One of the primary flight test engineers on the Cheyenne project was Don Lodge. I worked with Don on both the Cessna helicopter project and later at Hiller Helicopters. Don was an outstanding engineer and also a superb craftsman, building everything from telescopes and sail boats to an R/C model of the Cheyenne, the subject of a paperback book.
A short video of the prototype may be viewed by clicking here. Use the back arrow to return.
The Army chose a smaller, more agile Advanced Attack Helicopter (AAH) with a less complicated fire control and navigation system. The helicopter's mission would eventually be assumed by the Boeing (formerly McDonnell Douglas) AH-64 Series Apache attack helicopter. However, the Cheyenne was the most advanced helicopter concept of its day and hasn't been eclipsed.

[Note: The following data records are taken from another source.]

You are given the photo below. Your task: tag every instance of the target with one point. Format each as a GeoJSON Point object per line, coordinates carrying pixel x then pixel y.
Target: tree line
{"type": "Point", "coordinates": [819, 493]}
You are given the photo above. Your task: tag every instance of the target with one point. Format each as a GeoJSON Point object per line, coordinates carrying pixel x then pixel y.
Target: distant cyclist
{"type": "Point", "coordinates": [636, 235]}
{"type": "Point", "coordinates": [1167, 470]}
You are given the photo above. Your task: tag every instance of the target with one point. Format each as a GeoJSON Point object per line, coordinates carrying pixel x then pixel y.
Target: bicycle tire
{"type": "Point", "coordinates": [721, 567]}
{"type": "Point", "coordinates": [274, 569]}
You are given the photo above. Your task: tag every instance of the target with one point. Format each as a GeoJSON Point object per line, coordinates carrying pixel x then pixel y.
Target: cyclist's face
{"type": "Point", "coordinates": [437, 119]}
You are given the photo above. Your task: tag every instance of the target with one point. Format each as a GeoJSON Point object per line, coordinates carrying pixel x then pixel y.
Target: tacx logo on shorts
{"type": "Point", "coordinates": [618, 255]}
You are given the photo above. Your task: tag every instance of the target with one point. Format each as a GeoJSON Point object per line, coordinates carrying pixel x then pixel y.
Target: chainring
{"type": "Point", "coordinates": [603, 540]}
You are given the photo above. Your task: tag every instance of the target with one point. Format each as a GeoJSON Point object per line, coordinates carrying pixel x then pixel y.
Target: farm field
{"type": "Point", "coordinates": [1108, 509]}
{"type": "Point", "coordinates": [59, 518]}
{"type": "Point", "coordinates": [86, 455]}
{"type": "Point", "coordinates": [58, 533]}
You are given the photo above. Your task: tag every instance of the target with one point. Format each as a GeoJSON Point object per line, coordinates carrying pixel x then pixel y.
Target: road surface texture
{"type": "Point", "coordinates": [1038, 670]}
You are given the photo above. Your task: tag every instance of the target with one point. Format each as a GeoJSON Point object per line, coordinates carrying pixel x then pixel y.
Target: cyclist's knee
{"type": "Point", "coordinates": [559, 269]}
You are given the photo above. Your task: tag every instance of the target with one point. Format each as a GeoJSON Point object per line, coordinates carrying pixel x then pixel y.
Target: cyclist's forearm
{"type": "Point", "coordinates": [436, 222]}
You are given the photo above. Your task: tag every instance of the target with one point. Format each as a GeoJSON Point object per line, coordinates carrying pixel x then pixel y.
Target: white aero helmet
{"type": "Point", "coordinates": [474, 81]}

At some point in negotiations with the Defense Department, Lockheed must have presented a proposal for the Cheyenne to be considered by the Navy Department and by the Air Force. The first model being offered here is an unusual Navy version of the Cheyenne; it has the exact configuration as the Army version (see Army model below) but with a very dark blue finish and an addition of "NAVY" on the tailboom. This exquisite and rarely offered model features an all-metal, very detailed main rotor and a resin fuselage, mounted on a unique base. The photos below show the "Navy Cheyenne" model in detail.
The photo below is a Lockheed promotional litho showing a painting of the Cheyenne prior to its development.
The final, armed version of the Cheyenne is shown below; this is essentially the same configuration as this model, The model is estimated to be from about 1969/70.
This model is in pristine condition, "as new" out of the box; the original box, marked "AH-56A" with a handwritten "Navy," with inserts, comes with the model. I believe that the manufacturer of this model was the Par Tool Co. Model Engineering Division.
The price of this excellent "Navy Cheyenne" model is $1300.00 .
The Edwards AFB Museum has a model of the "Air Force Cheyenne" which is the same basic model painted silver with Air Force markings. See photo below of the museum model followed by photos of a USAF Cheyenne offered for sale.
The following Army version of the AH-56A represents the actual paint scheme flown during testing. This model is available for SORRY SOLD
The AH-56A was tested, full scale, in the Ames wind tunnel.
Of interest to modelers is the fact that a radio-controlled model of this helicopter was flown in 1958, making it one of the very first successful model helicopters, if not the first. The model weighed 11 pounds with a 5-ft. diameter main rotor, 2-blade and constant 2 1/2" chord. A McCoy 60 drove the main rotor at 1012 rpm. The radio was a 8-channel Citizenship reed outfit with 6 channels being used - two for pitch, two for roll and two for throttle. Although not shown in the photo below, a large "gyro" ring was added later under the rotor on the model (see photo above). The model was flown extensively at Sepulveda Basin. If you remember seeing this model flying at the Basin, please let me know.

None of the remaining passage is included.